Você só precisa dar uma olhada ao nosso redor para perceber o quanto o modelo de família mudou em nosso país nos últimos anos. Famílias tradicionais com um ou mais filhos, agora vivem com casamentos sem filhos, pais com filhos sem vínculos conjugais, pais solteiros, famílias reconstruídas, famílias transnacionais, casais gays com filhos …

Por ocasião do Dia Internacional da Família, quisemos entrevistar vários desses modelos familiares, a fim de aproximar você de suas realidades e particularidades. Porque todas as famílias são únicas e maravilhosas!

Uma família tradicional … e muito grande!

Segundo os dados mais recentes do Ministério da Saúde, Serviços Sociais e Igualdade, há um total de 609.474 famílias numerosas com o título em vigor, das quais quase 70% têm três filhos, seguidas por 11% que têm quatro e quase Três por cento que tem cinco.

Mas a família de Isis não pertence a nenhuma dessas porcentagens, mas faz parte de 0,6% da Famílias espanholas com seis filhos, que, no caso deles, têm entre 9 anos e dois meses de vida.

Quando pergunto a essa blogueira mãe o que a família é para ela e o que ela mais gosta na grande família que ela construiu, responde-me o seguinte:

A família é o lugar onde todos são amados, sem condições ou reservas.. Esse amor começa nos pais, que se dão totalmente, dando a vida inteira e até a pessoa para a outra.
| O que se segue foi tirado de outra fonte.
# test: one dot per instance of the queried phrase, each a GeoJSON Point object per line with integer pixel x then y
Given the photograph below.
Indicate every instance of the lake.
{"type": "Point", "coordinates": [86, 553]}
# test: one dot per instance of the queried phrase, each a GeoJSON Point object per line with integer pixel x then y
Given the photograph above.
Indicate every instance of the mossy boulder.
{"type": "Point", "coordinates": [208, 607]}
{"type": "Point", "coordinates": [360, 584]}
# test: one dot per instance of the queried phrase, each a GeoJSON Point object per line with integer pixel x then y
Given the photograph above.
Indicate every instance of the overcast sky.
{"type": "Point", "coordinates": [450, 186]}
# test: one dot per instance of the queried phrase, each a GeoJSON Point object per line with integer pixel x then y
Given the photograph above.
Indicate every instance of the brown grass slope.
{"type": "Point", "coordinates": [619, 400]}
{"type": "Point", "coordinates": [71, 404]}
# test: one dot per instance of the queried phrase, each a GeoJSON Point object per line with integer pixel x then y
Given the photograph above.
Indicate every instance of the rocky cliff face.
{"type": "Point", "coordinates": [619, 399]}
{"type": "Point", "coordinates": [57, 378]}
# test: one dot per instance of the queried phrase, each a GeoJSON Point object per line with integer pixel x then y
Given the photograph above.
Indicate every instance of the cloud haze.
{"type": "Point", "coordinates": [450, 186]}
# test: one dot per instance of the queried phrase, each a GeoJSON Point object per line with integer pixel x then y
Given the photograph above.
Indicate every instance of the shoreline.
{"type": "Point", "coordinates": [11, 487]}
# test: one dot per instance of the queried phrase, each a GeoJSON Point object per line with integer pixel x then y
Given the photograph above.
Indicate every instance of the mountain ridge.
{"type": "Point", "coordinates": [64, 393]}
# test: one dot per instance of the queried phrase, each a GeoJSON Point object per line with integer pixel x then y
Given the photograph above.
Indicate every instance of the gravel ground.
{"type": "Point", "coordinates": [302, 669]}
Essa dimensão do amor também é transmitida às crianças, pois são bem-vindas por serem quem são, não por cumprirem qualquer padrão de qualidade ou por terem certas qualidades.

Na família, você aprende a ser totalmente pessoa, ver os outros como um fim e não como um meio, sofrer e se alegrar pelo outro, buscar o bem comum e não apenas o seu, amar o diferente e fazê-lo mesmo quando dói ou quando as coisas não o fazem eles saem como gostaríamos “.
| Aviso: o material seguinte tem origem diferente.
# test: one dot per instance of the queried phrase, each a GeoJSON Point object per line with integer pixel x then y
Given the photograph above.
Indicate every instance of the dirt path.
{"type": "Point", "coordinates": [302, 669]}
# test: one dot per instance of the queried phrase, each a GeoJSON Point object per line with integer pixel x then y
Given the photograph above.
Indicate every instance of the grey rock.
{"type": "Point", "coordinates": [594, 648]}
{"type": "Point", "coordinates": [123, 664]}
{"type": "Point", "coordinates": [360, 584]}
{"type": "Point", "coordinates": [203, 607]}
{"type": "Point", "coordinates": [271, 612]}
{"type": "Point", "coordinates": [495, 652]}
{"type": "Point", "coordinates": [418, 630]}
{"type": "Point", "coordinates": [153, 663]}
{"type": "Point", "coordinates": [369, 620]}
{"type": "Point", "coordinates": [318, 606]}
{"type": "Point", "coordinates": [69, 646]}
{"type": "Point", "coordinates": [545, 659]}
“Eu nunca pensei que teria uma família tão grande e me sinto muito feliz por isso. O que eu mais gosto, sem dúvida, são as sete pessoas que fazem parte comigo: cada uma delas é única, tem um personalidade especial e inconfundível. É um mundo para descobrir e eu não o mudaria por nada. ”

“Ser uma família numerosa é maravilhoso e o coração cresce a cada novo filho. Como meu cunhado diz, se cada filho é um mundo, temos uma galáxia inteira!”

Uma família de três

Na Espanha existem aproximadamente 2,91 milhões de casais com apenas um filho, e nesse grupo estão Marta e Raúl, que sempre foram muito claros de que seu modelo de família consistiria em casal e um filho único.
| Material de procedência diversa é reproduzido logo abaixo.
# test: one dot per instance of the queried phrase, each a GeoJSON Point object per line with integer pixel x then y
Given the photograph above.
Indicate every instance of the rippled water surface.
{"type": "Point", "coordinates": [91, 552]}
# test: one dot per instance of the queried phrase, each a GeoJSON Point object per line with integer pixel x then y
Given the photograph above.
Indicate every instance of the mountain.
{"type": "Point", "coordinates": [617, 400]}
Meu parceiro e eu decidimos, a priori, ter um filho único e isso não afetou o desenvolvimento ou a sociabilidade de nosso filho. E ele não sente falta de ter irmãos. Acredito que a confiança entre os membros de uma unidade familiar e um modelo de educação baseado no respeito seja a base e a base para a família permanecer “- diz Marta.

“A família para mim é a base de uma vida plena, um ninho de afeto, carinho, amor, compreensão e respeito que sustentam o nosso dia-a-dia, bem como o meu apoio nos momentos felizes e difíceis”

Famílias monoparentais

De acordo com os dados mais recentes do Instituto Nacional de Estatística, na Espanha existem cerca de dois milhões de famílias monoparentais e na maioria dos casos O chefe da família é a mãe. É o caso de Montse, mãe solteira de um menino de três anos que já nos mudou há algumas semanas com sua história.

Para Montse, “A família é o que se cria, além dos laços de sangue”. Ela Ele está especialmente feliz com o modelo de sua família, e quando perguntamos o que ele destacaria sobre ele, ele não hesita em responder o seguinte:

“O que eu mais gosto na minha família é o vínculo especial que meu filho e eu temos. A cumplicidade que nos une, vendo meus gestos refletidos nele, e o percebo quando olho para o que estou fazendo, criando e formando

“Para meu filho, sou tudo, sou especial e ele não precisa de mais nada para ser feliz. Estamos sempre juntos, fazemos tudo juntos e não precisamos de mais”

Pais divorciados com filhos

De acordo com os dados mais recentes do Instituto Nacional de Estatística, em 2016 eles eram mais do que 100.000 casais que decidiram terminar o relacionamento, através de processos de divórcio, anulação ou separação.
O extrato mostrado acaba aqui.